The cDNA quantities were normalized by measurement of a housekeeping gene as a reference. Out of the six tested genes (Double-dye (Hydrolysis) probe geNorm 6 gene kit, ge-DD-6, Primer Design Ltd, Southampton UK), β actin (4352340E, Applied Biosystems, Foster City, CA, USA) was chosen as the best housekeeping gene using DataAssist 3.01 (Thermo Fisher Scientific Inc., Waltham, MA, USA) and NormFinder version 4 (Department of Molecular Medicine (MOMA) Aarhus University Hospital, Aarhus, Denmark).
Using the ΔΔCT method, sample values were calculated as x-fold difference from a control sample (SHAM, value determined as 1) within the same experiment. Samples from the same five animals of each group that were used for immunohistochemistry were also used for PCR analysis.
The following gene expression assays from Applied Biosystems were used: ICAM-1 Rn00564227_m1, NF-IL6 Rn00824635_s1, IkBα Rn01473658_g1, SOCS3 Rn00585674_s1, IL-1β Rn00580432_m1, IL-6 Rn01410330_m1, IL-10 Rn99999012_m1, IL-17 Rn01757168, TNFα Rn99999017_m1, Elane (neutrophil elastase) Rn01535456_g1, CD168 Rn01495634, CXCL1 Rn00578225_m1, COX2 Rn00568225_m1, and mPGES1 Rn00572047ml.
Blood samples were drawn into tubes with heparin sodium 2500 (Ratiopharm, Ulm, Germany) at the end of the experiment. They were immediately centrifuged and separated, and plasma was stored at −80 °C. Tumor necrosis factor (TNF)α (Rat TNF ELISA Kit, 560479, BD Bioscience, San Diego, CA, USA), interleukin (IL)-6 (Rat IL-6 ELISA Kit, 550319, BD Bioscience, San Diego, CA, USA), IL-10 (Rat IL-10 ELISA Kit, 555134, BD Bioscience, San Diego, CA, USA), and leptin (Rat Leptin ELISA, EZRL-83K, Merck KgaA Millipore, Darmstadt, Germany) plasma levels were measured using enzyme-linked immunosorbent assays according to the manufacturer’s protocol.

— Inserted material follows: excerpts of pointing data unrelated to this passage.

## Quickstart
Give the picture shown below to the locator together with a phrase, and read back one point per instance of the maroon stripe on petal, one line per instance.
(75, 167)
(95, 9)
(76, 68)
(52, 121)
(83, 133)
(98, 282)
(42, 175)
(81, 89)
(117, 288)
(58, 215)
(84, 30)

The detection limits for the assays were 31.3 pg TNFα/ml, 78 pg IL-6/ml, 15.6 pg IL-10/ml, and 0.2 ng leptin/ml, respectively. For TNFα, IL-6, and IL-10 measurements, 8 samples of the SHAM group and 13 samples of all septic groups were used, and for leptin, 5 samples of the SHAM group and 8 samples of all septic groups were used.
Statistical analyses were performed using a one-way analysis of variance. In cases of significance, a Fisher post hoc test was applied (Statview, SAS, Cary, NA, USA). The SEP and EFVR data were analyzed separately for each time point. The significance level was set to P < 0.05. All data are presented as means ± standard error of the mean (SEM) or as means ± standard deviation (SD), respectively.